Did you use your own recovery script/program? If yes - please don't do it. Use pg_standby from PostgreSQL contrib.

Otherwise - just ignore the .history files.

depesz
I'm using pg_standby. recovery.conf contains:"restore_command = 'pg_standby -l -d -s 2 -t /tmp/pgsql.trigger /var/tafkan_backup_from_db1 %f %p %r 2>>standby.log'".I can't ignore the .history files because when pg_standby starts looking for them the recovery fails, recovery.conf gets moved to recovery.done, and the WAL files start rapidly piling up.
sbleon
+1  A: 

Your replicated copy came online at some point. "00000002.history" is looking for a history file for timeline 00000002, whereas the rest of your logs start with 00000001, which is the original timeline.

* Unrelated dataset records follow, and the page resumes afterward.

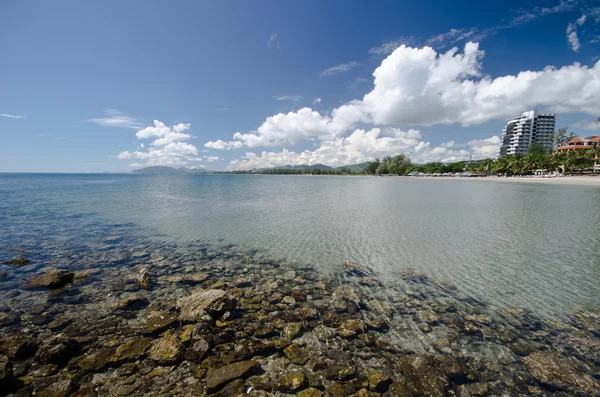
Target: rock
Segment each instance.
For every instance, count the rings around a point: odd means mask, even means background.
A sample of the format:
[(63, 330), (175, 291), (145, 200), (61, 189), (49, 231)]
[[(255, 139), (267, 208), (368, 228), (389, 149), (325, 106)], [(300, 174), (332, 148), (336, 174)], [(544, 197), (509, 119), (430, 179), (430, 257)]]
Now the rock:
[(283, 349), (283, 353), (294, 364), (302, 365), (308, 361), (308, 351), (294, 344)]
[(0, 327), (7, 327), (9, 325), (18, 324), (21, 319), (18, 316), (0, 312)]
[(535, 352), (525, 357), (523, 362), (531, 375), (543, 385), (558, 390), (600, 394), (598, 382), (578, 371), (567, 357), (553, 352)]
[(36, 385), (36, 397), (66, 397), (75, 388), (70, 375), (55, 375), (42, 379), (41, 384)]
[(162, 365), (177, 364), (183, 359), (184, 348), (179, 338), (167, 336), (154, 340), (148, 357)]
[(303, 306), (298, 309), (298, 317), (303, 320), (315, 320), (319, 318), (319, 312), (314, 307)]
[(150, 272), (146, 268), (142, 268), (138, 274), (135, 275), (135, 280), (142, 289), (150, 289), (152, 279), (150, 278)]
[(33, 288), (60, 288), (73, 281), (75, 273), (68, 270), (50, 270), (30, 279), (26, 286)]
[(209, 350), (210, 344), (205, 339), (195, 340), (190, 348), (185, 351), (185, 359), (199, 363)]
[(179, 319), (187, 322), (201, 321), (205, 314), (216, 320), (226, 311), (234, 310), (236, 305), (235, 297), (219, 289), (196, 292), (177, 302), (177, 307), (181, 310)]
[(390, 386), (390, 389), (383, 394), (384, 397), (414, 397), (414, 394), (412, 393), (412, 391), (410, 391), (410, 389), (402, 384), (402, 383), (398, 383), (398, 382), (394, 382), (392, 383), (392, 385)]
[(400, 368), (417, 395), (430, 397), (446, 395), (448, 379), (439, 368), (433, 365), (431, 357), (402, 357), (400, 359)]
[(325, 388), (327, 397), (344, 397), (344, 386), (339, 383), (334, 383)]
[(323, 371), (327, 379), (347, 380), (356, 375), (356, 369), (348, 364), (332, 364)]
[(143, 335), (157, 335), (164, 330), (174, 326), (177, 323), (177, 317), (167, 312), (150, 312), (147, 314), (141, 324), (140, 332)]
[(5, 262), (2, 262), (2, 263), (5, 264), (5, 265), (13, 265), (13, 266), (20, 267), (20, 266), (25, 266), (29, 262), (30, 262), (29, 259), (26, 259), (26, 258), (18, 256), (18, 257), (12, 258), (9, 261), (5, 261)]
[(273, 335), (275, 335), (275, 329), (271, 326), (259, 327), (256, 332), (254, 332), (254, 336), (257, 338), (268, 338)]
[(260, 367), (260, 363), (257, 361), (240, 361), (217, 369), (211, 369), (206, 373), (206, 387), (208, 389), (215, 389), (233, 379), (241, 378), (258, 367)]
[(344, 262), (344, 270), (352, 276), (369, 277), (373, 275), (373, 270), (370, 268), (351, 261)]
[(306, 376), (303, 372), (288, 372), (275, 381), (275, 389), (278, 391), (297, 391), (306, 385)]
[(345, 320), (336, 333), (344, 338), (352, 338), (365, 331), (365, 324), (361, 320)]
[(392, 380), (389, 376), (375, 370), (368, 370), (367, 378), (369, 379), (369, 390), (376, 391), (378, 393), (385, 392), (392, 383)]
[(24, 359), (34, 354), (39, 342), (26, 334), (11, 335), (0, 339), (0, 352), (9, 359)]
[(43, 364), (66, 364), (76, 353), (78, 343), (66, 334), (57, 334), (44, 341), (37, 353), (35, 360)]
[(300, 291), (299, 289), (297, 289), (296, 291), (294, 291), (292, 293), (292, 297), (294, 298), (294, 300), (296, 302), (304, 302), (306, 301), (306, 296), (304, 295), (304, 293), (302, 291)]
[(242, 379), (236, 379), (226, 384), (214, 397), (232, 397), (246, 394), (246, 387)]
[(437, 324), (440, 321), (439, 316), (432, 310), (419, 310), (417, 311), (417, 317), (419, 320), (429, 325)]
[(114, 349), (96, 350), (83, 356), (77, 365), (84, 371), (101, 371), (111, 362), (114, 353)]
[(143, 296), (128, 296), (127, 298), (123, 298), (117, 303), (112, 305), (113, 310), (135, 310), (140, 309), (142, 306), (146, 305), (148, 300)]
[(4, 280), (8, 278), (8, 273), (0, 273), (0, 280)]
[(150, 346), (149, 338), (131, 338), (124, 341), (112, 357), (113, 362), (137, 360)]
[(12, 364), (6, 356), (0, 356), (0, 390), (6, 390), (6, 385), (12, 381), (12, 377)]
[(302, 330), (302, 323), (288, 323), (283, 326), (282, 335), (287, 339), (294, 339)]
[(321, 392), (314, 387), (309, 387), (296, 393), (296, 397), (321, 397)]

I would check your PostgreSQL logs right before it started looking for the history file to see if there's any indication the DB came online, even for a moment.

Matthew Wood
Thanks, Matthew. I added some of the logs to my question. You're right that something made it come online, but I can't imagine what, or why.
sbleon
Did something happen on the source side? The entry "record with zero length at 83/5BFA2FF8" looks like it's only a partial WAL log that it tried to restore. IIRC, when it runs into an invalid record in the WAL, it rolls back to the last *good* record in that WAL and then comes online, regardless of the existence of a trigger file.I would look at both systems logs around 2010-01-20 03:28:04.594399-05 and see if there were any errors in either Postgres, the OS, or the network.
Matthew Wood
That behavior makes sense. If Backup sees something that looks like a failure of Primary, it assumes that Primary has died and that it should pick up the slack. I suspect that there may be a networking issue here. I'm going to look into that angle. Thanks!
sbleon